富士急ハイランドの主力コースター、知事が停止要請

臨時会見で富士急ハイランドにコースター運行停止要請を出したことを説明する山梨県の長崎幸太郎知事=1日、甲府市(平尾孝撮影)
臨時会見で富士急ハイランドにコースター運行停止要請を出したことを説明する山梨県の長崎幸太郎知事=1日、甲府市(平尾孝撮影)

山梨県の長崎幸太郎知事は1日に臨時記者会見を開き、富士急ハイランド(山梨県富士吉田市)に対し、主力コースターの運行停止を要請したことを明らかにした。コースター「ド・ドドンパ」利用客で骨折が相次いでいることを発表したのに続き、先月22日、他のアトラクションの利用客2人から骨折の申し出があったとハイランドが発表したことを受けての措置。

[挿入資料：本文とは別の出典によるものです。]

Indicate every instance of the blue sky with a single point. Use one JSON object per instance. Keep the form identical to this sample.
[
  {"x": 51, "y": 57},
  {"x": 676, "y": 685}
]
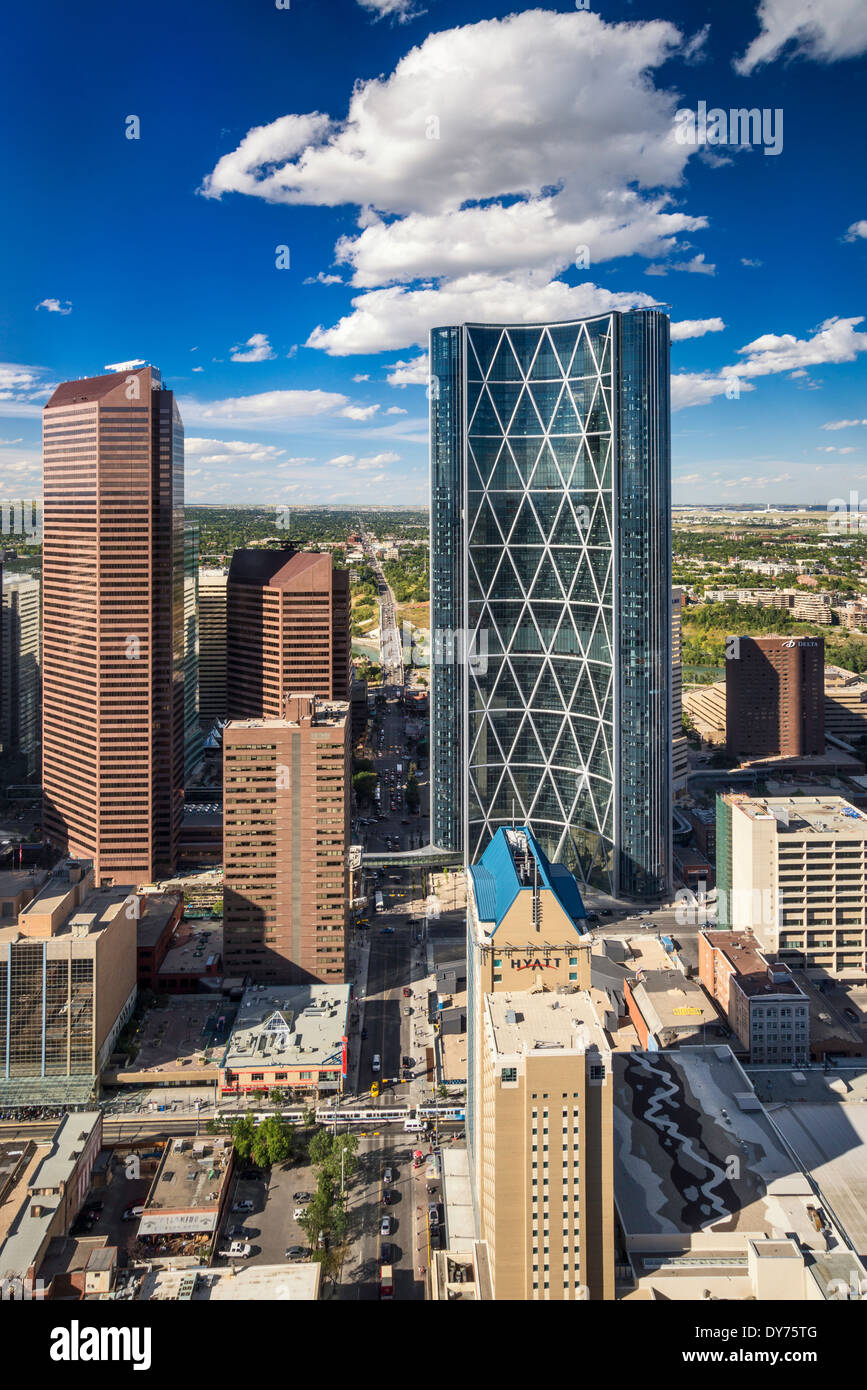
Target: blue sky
[{"x": 431, "y": 164}]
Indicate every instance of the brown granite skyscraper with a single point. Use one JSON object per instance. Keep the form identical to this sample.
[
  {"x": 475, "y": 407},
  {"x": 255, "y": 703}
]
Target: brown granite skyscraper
[
  {"x": 774, "y": 697},
  {"x": 285, "y": 843},
  {"x": 286, "y": 630},
  {"x": 113, "y": 623}
]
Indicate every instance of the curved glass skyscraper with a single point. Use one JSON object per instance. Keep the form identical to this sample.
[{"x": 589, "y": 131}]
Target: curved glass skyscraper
[{"x": 552, "y": 592}]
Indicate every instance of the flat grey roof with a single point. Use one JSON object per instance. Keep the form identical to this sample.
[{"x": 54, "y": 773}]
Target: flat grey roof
[{"x": 680, "y": 1119}]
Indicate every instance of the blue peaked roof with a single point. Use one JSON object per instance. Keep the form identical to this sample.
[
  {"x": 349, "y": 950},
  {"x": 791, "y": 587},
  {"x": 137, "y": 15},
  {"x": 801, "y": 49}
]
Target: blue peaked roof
[{"x": 496, "y": 881}]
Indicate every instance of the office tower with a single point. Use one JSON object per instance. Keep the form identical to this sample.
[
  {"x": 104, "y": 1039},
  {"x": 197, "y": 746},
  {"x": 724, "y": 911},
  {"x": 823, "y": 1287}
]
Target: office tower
[
  {"x": 113, "y": 623},
  {"x": 550, "y": 598},
  {"x": 20, "y": 679},
  {"x": 764, "y": 1007},
  {"x": 794, "y": 870},
  {"x": 67, "y": 986},
  {"x": 285, "y": 843},
  {"x": 288, "y": 630},
  {"x": 211, "y": 645},
  {"x": 774, "y": 695},
  {"x": 680, "y": 759},
  {"x": 192, "y": 733},
  {"x": 539, "y": 1118}
]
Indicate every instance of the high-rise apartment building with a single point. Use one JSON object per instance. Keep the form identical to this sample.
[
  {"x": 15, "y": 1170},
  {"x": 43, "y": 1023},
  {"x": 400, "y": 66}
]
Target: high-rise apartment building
[
  {"x": 285, "y": 843},
  {"x": 539, "y": 1079},
  {"x": 20, "y": 677},
  {"x": 113, "y": 623},
  {"x": 213, "y": 645},
  {"x": 286, "y": 630},
  {"x": 550, "y": 573},
  {"x": 774, "y": 695},
  {"x": 680, "y": 759},
  {"x": 794, "y": 870},
  {"x": 192, "y": 731}
]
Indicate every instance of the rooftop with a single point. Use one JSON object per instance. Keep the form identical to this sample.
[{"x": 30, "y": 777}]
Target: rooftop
[
  {"x": 745, "y": 957},
  {"x": 669, "y": 1000},
  {"x": 154, "y": 912},
  {"x": 698, "y": 1164},
  {"x": 543, "y": 1022},
  {"x": 193, "y": 950},
  {"x": 513, "y": 863},
  {"x": 293, "y": 1026},
  {"x": 805, "y": 816},
  {"x": 293, "y": 1283},
  {"x": 53, "y": 1169}
]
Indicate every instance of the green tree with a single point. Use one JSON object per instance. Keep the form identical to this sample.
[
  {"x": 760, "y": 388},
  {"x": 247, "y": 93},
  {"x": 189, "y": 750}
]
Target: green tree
[
  {"x": 273, "y": 1141},
  {"x": 318, "y": 1150},
  {"x": 364, "y": 786},
  {"x": 243, "y": 1132}
]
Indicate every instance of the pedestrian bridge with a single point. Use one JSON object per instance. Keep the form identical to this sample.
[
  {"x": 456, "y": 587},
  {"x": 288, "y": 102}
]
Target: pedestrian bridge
[{"x": 425, "y": 858}]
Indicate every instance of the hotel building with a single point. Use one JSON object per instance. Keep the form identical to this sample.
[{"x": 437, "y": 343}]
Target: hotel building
[
  {"x": 539, "y": 1080},
  {"x": 113, "y": 623},
  {"x": 550, "y": 590},
  {"x": 774, "y": 697}
]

長崎氏は「(ハイランドは)来園者の負傷の原因などが特定できていないまま運行を続けている。来庁しての説明を求めたが、応じず、不誠実な対応だ」として、運行停止という厳しい要請を出した理由を説明した。今回の要請では法的な拘束力はないものの、状況が改善しない場合は「法的な処置もあり得る」と強調した。先月29日に要請をハイランドに通達している。

先月22日のハイランドの発表では、10月上旬に「FUJIYAMA」や「高飛車」など複数のアトラクションに乗った20代女性から、肋骨骨折が判明したと連絡があった。11月中旬に複数のアトラクションを利用した40代女性からは、腰椎を圧迫骨折したと申し出があった。いずれも来園当日は負傷の連絡などはなかったが後日、医師の診断を受けて骨折が判明したという。

ハイランドでは、ほかの医師の意見を受け、アトラクション利用と骨折との因果関係は明確でないとの考えを示している。